Walk into any grocery store and one is bound to see, and possibly purchase, products contained in aseptic packages – liquid food and beverage cartons made of several layers of paper, lined with aluminum, and coated with low density polyethylene, a plastic coating that prevents aluminum from contacting the food contents. The use of aseptic packages continues to increase by 6 to 8% every year, but waste management and recycling systems have not caught up to pace. The main challenge in recycling used cartons is in the separation of the aluminum lining from the polyethylene coating, or handling the aluminum and polyethylene mixture.
Researchers from Kaunus University of Technology conducted life-cycle assessments (LCAs) on several waste handling scenarios of aseptic packaging in order to quantify the environmental impacts. The main focus of the study, published in Waste Management & Recycling, is on the post-consumer stage of the carton life cycle. The researchers identified three likely end-use scenarios for the LCAs. The first scenario entailed paper recovery and polyaluminum waste placed in landfills. Paper is recovered, and the aluminum and polyethylene are separated for recycling and production of paraffin, respectively, in the second scenario. In the third scenario, paper is recovered, and roof shingles are made of the remaining polyaluminum composite. The three scenarios were were compared to the current scenario of cartons ending up in the landfill.

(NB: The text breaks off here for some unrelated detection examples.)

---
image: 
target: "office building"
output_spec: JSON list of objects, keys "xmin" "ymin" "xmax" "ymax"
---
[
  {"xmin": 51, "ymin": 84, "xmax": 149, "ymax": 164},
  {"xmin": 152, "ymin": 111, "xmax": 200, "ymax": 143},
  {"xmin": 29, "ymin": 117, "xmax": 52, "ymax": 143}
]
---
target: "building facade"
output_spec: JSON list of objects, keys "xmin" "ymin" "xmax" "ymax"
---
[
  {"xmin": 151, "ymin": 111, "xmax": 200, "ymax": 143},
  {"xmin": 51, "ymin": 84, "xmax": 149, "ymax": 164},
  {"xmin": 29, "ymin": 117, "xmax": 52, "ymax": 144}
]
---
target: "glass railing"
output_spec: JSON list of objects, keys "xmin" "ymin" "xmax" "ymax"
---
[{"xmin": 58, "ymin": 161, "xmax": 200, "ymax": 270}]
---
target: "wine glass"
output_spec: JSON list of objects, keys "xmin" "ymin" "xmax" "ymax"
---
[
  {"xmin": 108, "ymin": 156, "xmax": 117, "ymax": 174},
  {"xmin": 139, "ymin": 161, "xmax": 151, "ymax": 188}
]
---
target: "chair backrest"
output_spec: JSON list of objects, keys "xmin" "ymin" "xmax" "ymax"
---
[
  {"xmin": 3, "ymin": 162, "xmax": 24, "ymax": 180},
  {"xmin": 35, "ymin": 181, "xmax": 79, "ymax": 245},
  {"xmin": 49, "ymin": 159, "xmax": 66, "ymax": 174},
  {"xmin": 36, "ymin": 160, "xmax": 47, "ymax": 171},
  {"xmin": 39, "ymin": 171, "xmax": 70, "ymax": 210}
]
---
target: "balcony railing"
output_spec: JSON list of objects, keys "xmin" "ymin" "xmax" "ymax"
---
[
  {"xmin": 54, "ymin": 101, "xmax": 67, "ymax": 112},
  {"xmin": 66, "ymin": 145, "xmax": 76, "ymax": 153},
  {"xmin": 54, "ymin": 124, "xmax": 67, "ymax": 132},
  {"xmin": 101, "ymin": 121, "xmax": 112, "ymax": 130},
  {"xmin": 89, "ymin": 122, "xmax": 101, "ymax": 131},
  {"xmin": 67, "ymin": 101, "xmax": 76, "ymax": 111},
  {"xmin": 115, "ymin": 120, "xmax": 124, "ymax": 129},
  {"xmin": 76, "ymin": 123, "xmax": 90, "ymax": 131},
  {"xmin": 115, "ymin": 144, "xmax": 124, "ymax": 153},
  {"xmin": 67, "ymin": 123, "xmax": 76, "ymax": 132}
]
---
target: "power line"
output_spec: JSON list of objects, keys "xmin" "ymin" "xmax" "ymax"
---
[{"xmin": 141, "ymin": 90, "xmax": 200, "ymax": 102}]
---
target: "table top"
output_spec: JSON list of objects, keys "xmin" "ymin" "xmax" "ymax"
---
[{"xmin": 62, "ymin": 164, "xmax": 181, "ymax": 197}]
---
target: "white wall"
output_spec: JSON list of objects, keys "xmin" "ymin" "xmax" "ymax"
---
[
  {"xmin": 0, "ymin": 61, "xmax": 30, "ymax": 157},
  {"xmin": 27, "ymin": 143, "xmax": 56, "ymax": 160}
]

Their findings for the LCAs were supplemented with carbon footprinting, which is a measure of the total amount of carbon dioxide emissions directly and indirectly associated over the life stages of the products in the four scenarios. Recycling only the paper resulted in an 11% decrease in overall CO2 emissions, whereas scenarios 2 and 3 provided 37% and 47% reductions, respectively. However, the cost-effectiveness of scenarios 2 and 3 depend on the market value of the co-products, which are products such as paraffin and aluminum from scenario 2 and roof shingles from scenario 3, made from the recycled aseptic packages (ie: paraffin and aluminum from scenario 2, and roof shingles from scenario 3). Furthermore, the processes that are necessary for making these co-products relies on a steady stream of aseptic packages routed for recycling rather than going straight to the landfill since the cartons are second-hand “raw materials” for the resulting co-products.

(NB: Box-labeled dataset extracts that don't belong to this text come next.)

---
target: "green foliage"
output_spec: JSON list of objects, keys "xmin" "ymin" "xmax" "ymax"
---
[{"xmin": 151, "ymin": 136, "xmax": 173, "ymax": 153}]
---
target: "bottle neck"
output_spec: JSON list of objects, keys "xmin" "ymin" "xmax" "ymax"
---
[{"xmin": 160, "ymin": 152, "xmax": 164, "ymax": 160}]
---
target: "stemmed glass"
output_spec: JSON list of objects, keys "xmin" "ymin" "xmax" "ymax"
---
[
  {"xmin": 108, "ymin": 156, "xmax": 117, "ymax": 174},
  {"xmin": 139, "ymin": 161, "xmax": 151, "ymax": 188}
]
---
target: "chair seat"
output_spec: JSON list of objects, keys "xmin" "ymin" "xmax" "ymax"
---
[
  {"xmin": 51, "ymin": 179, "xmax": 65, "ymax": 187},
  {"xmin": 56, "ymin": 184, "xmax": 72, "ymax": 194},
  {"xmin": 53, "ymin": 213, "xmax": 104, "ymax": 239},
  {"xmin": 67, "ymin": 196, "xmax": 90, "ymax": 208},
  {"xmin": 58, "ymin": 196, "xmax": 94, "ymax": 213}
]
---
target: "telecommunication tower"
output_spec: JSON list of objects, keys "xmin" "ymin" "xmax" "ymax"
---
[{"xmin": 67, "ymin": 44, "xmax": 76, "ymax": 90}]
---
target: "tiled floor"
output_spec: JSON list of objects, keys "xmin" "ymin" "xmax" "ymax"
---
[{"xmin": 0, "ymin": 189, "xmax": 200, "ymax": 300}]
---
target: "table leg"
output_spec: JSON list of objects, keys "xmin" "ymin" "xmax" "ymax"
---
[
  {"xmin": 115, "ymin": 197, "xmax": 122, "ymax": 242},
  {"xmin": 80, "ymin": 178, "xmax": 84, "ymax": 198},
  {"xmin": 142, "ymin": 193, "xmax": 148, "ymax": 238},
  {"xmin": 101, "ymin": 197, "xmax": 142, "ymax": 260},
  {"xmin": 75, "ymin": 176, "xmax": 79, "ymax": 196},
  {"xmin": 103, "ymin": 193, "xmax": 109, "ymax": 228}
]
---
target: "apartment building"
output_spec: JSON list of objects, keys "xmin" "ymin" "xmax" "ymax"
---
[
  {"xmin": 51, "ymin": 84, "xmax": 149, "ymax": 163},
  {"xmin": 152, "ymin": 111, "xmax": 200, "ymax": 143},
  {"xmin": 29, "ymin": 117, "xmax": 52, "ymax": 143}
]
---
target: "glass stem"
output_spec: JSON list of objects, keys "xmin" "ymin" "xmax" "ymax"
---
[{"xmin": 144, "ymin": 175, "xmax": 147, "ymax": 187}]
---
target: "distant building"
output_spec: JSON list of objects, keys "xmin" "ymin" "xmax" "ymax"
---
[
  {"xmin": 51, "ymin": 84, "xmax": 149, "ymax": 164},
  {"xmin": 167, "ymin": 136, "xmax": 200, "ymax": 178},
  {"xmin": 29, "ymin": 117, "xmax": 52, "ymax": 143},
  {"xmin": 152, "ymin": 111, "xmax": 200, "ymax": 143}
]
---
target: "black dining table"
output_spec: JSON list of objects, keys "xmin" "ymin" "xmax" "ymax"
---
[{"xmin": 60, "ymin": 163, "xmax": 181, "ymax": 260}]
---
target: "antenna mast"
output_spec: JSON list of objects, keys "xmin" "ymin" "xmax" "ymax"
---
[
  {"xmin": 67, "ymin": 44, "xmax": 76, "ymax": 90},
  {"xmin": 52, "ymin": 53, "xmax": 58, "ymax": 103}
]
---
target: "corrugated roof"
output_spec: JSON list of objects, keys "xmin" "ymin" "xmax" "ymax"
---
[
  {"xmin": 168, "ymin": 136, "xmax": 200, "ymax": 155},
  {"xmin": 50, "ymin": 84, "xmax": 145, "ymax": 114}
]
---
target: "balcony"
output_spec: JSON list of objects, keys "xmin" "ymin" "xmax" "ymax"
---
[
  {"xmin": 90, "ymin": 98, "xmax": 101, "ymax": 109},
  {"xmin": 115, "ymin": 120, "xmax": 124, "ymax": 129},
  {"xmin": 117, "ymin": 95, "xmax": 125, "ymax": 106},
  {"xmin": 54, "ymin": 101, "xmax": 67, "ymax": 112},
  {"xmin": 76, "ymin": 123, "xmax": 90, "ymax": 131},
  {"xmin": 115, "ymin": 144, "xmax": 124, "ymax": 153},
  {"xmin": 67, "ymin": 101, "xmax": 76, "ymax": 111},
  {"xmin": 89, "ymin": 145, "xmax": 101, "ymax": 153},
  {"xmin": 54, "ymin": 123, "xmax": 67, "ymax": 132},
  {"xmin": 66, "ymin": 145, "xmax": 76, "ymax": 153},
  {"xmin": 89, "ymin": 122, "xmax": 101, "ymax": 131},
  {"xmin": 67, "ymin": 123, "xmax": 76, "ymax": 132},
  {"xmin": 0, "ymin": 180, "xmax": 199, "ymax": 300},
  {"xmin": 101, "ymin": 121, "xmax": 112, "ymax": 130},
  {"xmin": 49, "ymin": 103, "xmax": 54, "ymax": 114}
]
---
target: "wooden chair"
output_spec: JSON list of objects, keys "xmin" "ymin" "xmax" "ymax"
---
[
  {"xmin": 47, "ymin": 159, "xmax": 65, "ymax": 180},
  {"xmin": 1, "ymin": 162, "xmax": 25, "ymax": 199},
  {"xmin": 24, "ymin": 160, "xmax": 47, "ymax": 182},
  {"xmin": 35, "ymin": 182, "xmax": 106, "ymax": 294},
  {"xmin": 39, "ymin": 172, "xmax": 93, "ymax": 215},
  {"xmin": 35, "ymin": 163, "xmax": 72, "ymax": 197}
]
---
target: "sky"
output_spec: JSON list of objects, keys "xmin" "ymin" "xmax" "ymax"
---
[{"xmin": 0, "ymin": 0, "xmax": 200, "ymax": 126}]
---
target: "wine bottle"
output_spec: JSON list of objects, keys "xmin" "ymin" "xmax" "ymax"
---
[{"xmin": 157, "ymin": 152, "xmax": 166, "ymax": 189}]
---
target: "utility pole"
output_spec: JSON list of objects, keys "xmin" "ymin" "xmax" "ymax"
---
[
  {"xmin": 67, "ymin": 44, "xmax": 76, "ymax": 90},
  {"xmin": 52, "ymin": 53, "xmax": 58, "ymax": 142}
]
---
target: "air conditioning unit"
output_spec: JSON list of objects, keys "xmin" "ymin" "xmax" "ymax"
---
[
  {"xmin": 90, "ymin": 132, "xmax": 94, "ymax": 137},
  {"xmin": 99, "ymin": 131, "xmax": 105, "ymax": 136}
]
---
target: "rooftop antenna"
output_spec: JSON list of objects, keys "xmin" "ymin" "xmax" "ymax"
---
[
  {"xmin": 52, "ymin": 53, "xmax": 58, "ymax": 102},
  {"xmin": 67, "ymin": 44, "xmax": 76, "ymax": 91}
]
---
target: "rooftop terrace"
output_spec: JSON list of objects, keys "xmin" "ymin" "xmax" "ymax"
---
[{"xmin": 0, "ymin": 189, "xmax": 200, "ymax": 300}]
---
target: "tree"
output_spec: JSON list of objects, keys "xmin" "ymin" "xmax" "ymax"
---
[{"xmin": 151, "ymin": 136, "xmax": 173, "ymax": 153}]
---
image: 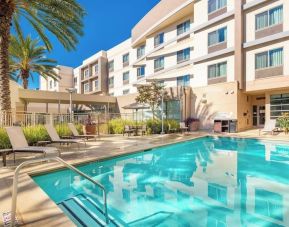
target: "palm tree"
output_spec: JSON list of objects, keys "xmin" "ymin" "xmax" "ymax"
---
[
  {"xmin": 0, "ymin": 0, "xmax": 85, "ymax": 111},
  {"xmin": 9, "ymin": 33, "xmax": 59, "ymax": 89}
]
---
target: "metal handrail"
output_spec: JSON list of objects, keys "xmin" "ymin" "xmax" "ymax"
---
[{"xmin": 11, "ymin": 157, "xmax": 109, "ymax": 227}]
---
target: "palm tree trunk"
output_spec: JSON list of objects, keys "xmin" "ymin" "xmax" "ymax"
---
[
  {"xmin": 0, "ymin": 0, "xmax": 13, "ymax": 111},
  {"xmin": 21, "ymin": 72, "xmax": 29, "ymax": 89}
]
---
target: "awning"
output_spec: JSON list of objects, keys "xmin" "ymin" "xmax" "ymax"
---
[
  {"xmin": 122, "ymin": 102, "xmax": 150, "ymax": 110},
  {"xmin": 147, "ymin": 38, "xmax": 193, "ymax": 58},
  {"xmin": 19, "ymin": 89, "xmax": 116, "ymax": 105}
]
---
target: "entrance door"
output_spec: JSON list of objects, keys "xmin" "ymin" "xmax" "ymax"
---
[
  {"xmin": 253, "ymin": 105, "xmax": 265, "ymax": 127},
  {"xmin": 258, "ymin": 106, "xmax": 265, "ymax": 126}
]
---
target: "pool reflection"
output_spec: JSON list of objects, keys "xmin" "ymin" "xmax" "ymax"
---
[{"xmin": 35, "ymin": 137, "xmax": 289, "ymax": 226}]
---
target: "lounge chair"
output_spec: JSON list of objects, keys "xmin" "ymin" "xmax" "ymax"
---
[
  {"xmin": 123, "ymin": 125, "xmax": 135, "ymax": 136},
  {"xmin": 68, "ymin": 123, "xmax": 96, "ymax": 140},
  {"xmin": 180, "ymin": 122, "xmax": 189, "ymax": 133},
  {"xmin": 259, "ymin": 119, "xmax": 277, "ymax": 135},
  {"xmin": 139, "ymin": 125, "xmax": 147, "ymax": 136},
  {"xmin": 5, "ymin": 126, "xmax": 60, "ymax": 161},
  {"xmin": 168, "ymin": 124, "xmax": 177, "ymax": 133},
  {"xmin": 45, "ymin": 124, "xmax": 86, "ymax": 148}
]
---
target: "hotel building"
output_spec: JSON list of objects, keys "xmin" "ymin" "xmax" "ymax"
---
[{"xmin": 41, "ymin": 0, "xmax": 289, "ymax": 130}]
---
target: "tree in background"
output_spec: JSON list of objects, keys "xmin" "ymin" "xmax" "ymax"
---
[
  {"xmin": 0, "ymin": 0, "xmax": 85, "ymax": 111},
  {"xmin": 136, "ymin": 81, "xmax": 167, "ymax": 119},
  {"xmin": 9, "ymin": 33, "xmax": 60, "ymax": 89}
]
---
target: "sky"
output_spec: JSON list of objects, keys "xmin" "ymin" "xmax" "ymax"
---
[{"xmin": 22, "ymin": 0, "xmax": 160, "ymax": 89}]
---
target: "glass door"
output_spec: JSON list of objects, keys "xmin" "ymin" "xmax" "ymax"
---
[
  {"xmin": 253, "ymin": 105, "xmax": 266, "ymax": 127},
  {"xmin": 258, "ymin": 106, "xmax": 266, "ymax": 126}
]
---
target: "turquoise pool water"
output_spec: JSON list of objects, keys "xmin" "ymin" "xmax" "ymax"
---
[{"xmin": 33, "ymin": 137, "xmax": 289, "ymax": 227}]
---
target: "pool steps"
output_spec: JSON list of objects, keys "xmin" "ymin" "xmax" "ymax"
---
[{"xmin": 57, "ymin": 194, "xmax": 124, "ymax": 227}]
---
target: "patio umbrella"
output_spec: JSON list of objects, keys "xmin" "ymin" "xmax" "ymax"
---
[{"xmin": 122, "ymin": 102, "xmax": 150, "ymax": 127}]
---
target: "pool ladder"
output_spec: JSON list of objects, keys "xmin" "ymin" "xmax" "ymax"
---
[{"xmin": 11, "ymin": 157, "xmax": 109, "ymax": 227}]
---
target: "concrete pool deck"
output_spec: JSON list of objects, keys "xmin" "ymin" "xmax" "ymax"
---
[{"xmin": 0, "ymin": 130, "xmax": 289, "ymax": 226}]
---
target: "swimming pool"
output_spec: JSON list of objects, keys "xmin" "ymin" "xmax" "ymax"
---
[{"xmin": 33, "ymin": 137, "xmax": 289, "ymax": 227}]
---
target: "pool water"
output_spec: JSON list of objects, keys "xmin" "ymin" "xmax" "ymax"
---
[{"xmin": 33, "ymin": 137, "xmax": 289, "ymax": 227}]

Packaging materials for consumer products are designed to be disposable, but companies are now finding potential uses and value in recovering waste materials for recycling or using as inputs to co-products, which is the essence of industrial ecology. The scenarios provided in this study are viable options in varying situations based on technical or market limitations – technical limitations in separating the aluminum from the plastic coating in a cost effective way, and market limitations in finding buyers for co-products. If recycling and capturing as much reusable materials is the end goal, then scenario 3 offers the greatest reductions in CO2 emissions as well as producing a product with a longer lifespan (ie: roof shingles). Tools such as LCA and carbon footprinting provide a quantitative framework through which researchers and various industries can gain information to determine how limited resources can be spared and used in sustainable ways, which leads to efficiencies and cost savings for producers and consumers. This study provides a simple but effective example of the principles of industrial ecology, and can serve as a model for future studies on other consumer products and waste.